The idea is to guaranteed individual and group fairness by imposing fairness constraints during representation learning. Representation learning is here understood as generating a concise and informative summary of the data, usually a non-linear low-dimensional transformation. The added benefit of this approach is that the data user is relieved of reasoning about fairness: it is the sole responsibility of the data producer. Therefore, auditing a machine learning system for fairness can be centralized (even if a representation is consumed my multiple data users), and violating fairness is effectively impossible (unless the data user can bypass the data producer and access the original data). The representation learning approach to fairness comes at the cost of less precise control over fairness/performance trade-off (as the data user is now allowed to manipulate fairness). An alternative is to jointly train and optimize for fairness or post-process a pre-trained model.

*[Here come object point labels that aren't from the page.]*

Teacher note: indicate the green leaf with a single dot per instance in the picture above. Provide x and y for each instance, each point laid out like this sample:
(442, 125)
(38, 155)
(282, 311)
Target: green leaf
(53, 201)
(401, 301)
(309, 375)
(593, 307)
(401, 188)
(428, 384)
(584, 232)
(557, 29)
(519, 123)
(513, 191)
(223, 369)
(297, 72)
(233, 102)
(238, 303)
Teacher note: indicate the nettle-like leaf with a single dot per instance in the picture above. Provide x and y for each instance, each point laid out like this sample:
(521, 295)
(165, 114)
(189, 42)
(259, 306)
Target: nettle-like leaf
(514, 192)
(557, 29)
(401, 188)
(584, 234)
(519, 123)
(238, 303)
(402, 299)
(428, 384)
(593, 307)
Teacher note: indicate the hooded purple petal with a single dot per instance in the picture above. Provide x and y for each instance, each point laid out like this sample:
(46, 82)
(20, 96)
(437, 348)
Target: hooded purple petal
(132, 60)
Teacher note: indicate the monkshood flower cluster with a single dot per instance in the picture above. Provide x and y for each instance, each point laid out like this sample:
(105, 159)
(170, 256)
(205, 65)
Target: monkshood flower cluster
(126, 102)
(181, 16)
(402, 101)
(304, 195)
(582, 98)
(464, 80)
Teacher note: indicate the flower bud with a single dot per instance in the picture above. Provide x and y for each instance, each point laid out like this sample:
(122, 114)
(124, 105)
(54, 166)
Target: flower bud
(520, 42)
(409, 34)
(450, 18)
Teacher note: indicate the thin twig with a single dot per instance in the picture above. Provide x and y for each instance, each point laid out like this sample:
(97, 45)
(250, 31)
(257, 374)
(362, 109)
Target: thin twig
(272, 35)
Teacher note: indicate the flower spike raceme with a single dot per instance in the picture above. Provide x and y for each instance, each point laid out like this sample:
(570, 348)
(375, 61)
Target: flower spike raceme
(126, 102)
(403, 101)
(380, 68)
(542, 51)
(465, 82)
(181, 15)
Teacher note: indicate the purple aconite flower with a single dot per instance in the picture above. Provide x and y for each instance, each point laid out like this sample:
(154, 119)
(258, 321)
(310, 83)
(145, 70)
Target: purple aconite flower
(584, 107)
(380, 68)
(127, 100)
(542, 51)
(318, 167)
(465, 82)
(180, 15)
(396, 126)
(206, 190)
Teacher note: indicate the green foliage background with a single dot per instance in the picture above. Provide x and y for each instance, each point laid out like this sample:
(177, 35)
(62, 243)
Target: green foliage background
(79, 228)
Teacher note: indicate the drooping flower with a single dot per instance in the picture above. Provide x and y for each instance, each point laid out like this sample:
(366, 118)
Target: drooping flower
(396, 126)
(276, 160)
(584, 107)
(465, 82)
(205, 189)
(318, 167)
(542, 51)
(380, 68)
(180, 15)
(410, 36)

There is an interesting relationship between fairness, representation disentanglement, and generalization. Individual fairness imposes an upper bound on generalization gap. Similarly, disentanglement correlates with fairness. Moreover, disentangled representations allow for a stronger notion of fairness — flexible fairness — meaning a representation can be adapted to be fair to a variety of protected groups and their intersections. In some settings, disentanglement allows for increasing fairness without knowing the protected attributes or can be a proxy metric for fairness.

Miscellanea

  • Anti-efficient encoding in emergent communication . While in natural languages word length follows a power law distribution (the most common words are short), languages developed by communicating neural agents are anti-efficient in the sense that most common words are long. This happens when a speaker has no physiological pressure towards brevity and a listener network displays an a priori preference for longer messages, which is not counterbalanced by a need to minimize articulatory effort on the side of the speaker. The effect is probably due to a bias for message discriminability, which correlates with message length. When a message length penalty is added to the cost, power law re-appears.
  • MixMatch: A Holistic Approach to Semi-Supervised Learning achieves impressive results in a semi-supervised setting given its simplicity. It boils down to creating proxy labels by (i) averaging softmax predictions across augmentations of unlabeled examples and (ii) sharpening the distribution to obtain a low-entropy proxy label. Subsequently, mixup is applied. The technique reportedly allows for achieving 2% error on SVNH using as little as 250 labeled examples.
  • Inducing brain-relevant bias in natural language processing models. Authors fine-tune BERT to predict, given a piece of text, the fMRI response of subjects reading that piece of text. The model generalizes across subjects and also to MEG signals.